Key findings highlight that the lowest capture cost of $75 per tonne of CO2 captured ($86 per tonne of CO2 avoided) is achieved using a single-point of capture: the central power station, due to its volume and high CO2 composition. To achieve this minimum cost alongside its’ lowest achievable steel emission intensity, this carbon capture implementation includes MEA absorption with an oxy-combustion boiler and waste heat recovery from flared gas and flue gases to offset energy demand. In the case of natural gas supply constraints and overall reliance on electricity, using a hybrid VPSA-LTP process offers the lowest electricity consumption at a cost of $120 per tonne of CO2 avoided. Overall, carbon capture can be used to reduce the emission intensity to 0.76 tonnes of CO₂ per tonne of hot rolled steel slabs while increasing the production cost by 17% to $741 per tonne of steel.

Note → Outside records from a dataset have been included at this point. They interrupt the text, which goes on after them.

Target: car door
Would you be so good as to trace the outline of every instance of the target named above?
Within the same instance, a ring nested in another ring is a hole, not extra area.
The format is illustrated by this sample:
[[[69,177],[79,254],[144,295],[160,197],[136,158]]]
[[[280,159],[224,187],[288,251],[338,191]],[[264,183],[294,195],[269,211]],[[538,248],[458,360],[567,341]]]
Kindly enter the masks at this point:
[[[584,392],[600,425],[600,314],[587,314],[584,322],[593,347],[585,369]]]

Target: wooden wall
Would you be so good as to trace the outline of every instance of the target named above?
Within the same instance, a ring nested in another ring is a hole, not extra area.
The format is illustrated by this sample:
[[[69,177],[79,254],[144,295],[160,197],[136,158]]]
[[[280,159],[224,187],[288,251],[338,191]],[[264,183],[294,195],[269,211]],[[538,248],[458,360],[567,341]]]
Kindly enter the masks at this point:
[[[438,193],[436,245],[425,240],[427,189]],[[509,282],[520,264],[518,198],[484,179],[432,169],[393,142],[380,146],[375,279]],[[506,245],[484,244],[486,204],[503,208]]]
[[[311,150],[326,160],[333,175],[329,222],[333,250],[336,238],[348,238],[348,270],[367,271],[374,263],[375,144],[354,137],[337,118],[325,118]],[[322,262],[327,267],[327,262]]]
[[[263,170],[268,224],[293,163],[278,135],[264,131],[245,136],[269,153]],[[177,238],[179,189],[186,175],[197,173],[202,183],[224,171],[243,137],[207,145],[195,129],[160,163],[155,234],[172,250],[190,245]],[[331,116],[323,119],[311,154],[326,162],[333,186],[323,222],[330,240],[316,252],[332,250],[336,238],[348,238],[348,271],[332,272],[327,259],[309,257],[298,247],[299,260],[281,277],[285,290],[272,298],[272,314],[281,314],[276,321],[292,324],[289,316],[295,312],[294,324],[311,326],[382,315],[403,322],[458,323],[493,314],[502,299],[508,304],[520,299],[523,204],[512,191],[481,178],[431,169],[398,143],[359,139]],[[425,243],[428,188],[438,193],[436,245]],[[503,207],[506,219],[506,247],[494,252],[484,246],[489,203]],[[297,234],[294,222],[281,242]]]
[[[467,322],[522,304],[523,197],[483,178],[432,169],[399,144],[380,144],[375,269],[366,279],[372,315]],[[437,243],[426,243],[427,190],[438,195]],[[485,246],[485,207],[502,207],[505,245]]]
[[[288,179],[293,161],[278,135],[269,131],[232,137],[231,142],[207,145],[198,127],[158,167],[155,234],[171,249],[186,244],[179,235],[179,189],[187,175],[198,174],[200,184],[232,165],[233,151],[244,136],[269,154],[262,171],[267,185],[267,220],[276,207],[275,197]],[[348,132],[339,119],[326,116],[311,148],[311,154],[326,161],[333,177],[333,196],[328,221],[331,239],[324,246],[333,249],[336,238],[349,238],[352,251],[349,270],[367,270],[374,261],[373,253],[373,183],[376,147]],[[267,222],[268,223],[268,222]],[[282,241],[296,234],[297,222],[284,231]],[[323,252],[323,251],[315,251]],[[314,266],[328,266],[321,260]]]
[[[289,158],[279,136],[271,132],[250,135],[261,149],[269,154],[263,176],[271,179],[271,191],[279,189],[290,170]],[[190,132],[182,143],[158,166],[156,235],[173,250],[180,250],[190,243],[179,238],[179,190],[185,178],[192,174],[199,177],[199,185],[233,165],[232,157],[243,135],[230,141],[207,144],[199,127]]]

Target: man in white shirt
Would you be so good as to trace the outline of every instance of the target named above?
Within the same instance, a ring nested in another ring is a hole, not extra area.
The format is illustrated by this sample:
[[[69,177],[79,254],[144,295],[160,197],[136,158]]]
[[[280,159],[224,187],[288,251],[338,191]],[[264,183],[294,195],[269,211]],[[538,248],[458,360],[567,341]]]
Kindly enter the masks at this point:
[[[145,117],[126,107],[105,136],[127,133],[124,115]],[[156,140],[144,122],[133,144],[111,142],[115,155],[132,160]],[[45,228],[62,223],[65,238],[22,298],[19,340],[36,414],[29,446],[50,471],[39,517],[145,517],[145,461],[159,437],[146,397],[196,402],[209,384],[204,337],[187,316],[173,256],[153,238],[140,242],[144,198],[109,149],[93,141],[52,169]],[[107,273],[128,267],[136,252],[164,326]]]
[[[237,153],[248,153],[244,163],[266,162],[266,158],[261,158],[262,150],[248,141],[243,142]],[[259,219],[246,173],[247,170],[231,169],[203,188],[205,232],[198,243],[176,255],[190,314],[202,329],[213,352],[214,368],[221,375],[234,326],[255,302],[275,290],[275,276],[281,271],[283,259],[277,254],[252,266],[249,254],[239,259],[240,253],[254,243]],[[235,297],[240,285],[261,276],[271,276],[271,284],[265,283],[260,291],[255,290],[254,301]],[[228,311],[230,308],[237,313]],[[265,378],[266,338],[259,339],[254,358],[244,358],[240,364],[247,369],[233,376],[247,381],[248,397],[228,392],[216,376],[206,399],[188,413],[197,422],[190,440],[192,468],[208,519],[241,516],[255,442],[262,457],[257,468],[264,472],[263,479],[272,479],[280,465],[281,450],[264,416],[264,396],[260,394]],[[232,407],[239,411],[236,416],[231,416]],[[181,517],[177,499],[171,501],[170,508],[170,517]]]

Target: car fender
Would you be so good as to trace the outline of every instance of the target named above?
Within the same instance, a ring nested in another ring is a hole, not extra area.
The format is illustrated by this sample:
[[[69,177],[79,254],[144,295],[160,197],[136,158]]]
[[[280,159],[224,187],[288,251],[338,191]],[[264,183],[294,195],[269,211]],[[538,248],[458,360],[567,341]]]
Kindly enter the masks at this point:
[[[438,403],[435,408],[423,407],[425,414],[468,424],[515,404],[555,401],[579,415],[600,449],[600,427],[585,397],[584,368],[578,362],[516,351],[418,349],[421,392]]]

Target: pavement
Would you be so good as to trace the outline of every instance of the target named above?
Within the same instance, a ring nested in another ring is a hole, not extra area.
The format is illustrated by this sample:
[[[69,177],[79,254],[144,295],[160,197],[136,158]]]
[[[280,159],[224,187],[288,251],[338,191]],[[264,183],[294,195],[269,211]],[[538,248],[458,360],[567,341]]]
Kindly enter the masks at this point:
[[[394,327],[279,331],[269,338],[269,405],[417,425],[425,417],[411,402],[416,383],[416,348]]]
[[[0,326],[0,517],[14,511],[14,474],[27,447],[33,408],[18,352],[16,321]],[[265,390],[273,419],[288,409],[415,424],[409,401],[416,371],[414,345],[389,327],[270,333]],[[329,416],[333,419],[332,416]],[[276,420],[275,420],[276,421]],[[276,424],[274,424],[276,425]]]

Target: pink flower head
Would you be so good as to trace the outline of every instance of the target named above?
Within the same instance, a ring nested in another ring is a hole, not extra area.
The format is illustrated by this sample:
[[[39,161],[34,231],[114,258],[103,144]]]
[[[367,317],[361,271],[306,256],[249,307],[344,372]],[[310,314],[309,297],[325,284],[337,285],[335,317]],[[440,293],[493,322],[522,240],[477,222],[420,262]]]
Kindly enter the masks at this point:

It is recommended that advanced solvents and sorbent be explored to further reduce the energy penalty and increase the productivity of their respective methods. There must also be evaluation of alternative decarbonization schemes for further emission reduction and the potential of heat integration with the existing power station to generate more steam in lieu of electricity. There must also be a multi-disciplinary assessment of the impact of policies on the viability of carbon capture as a decarbonization solution for the steel industry.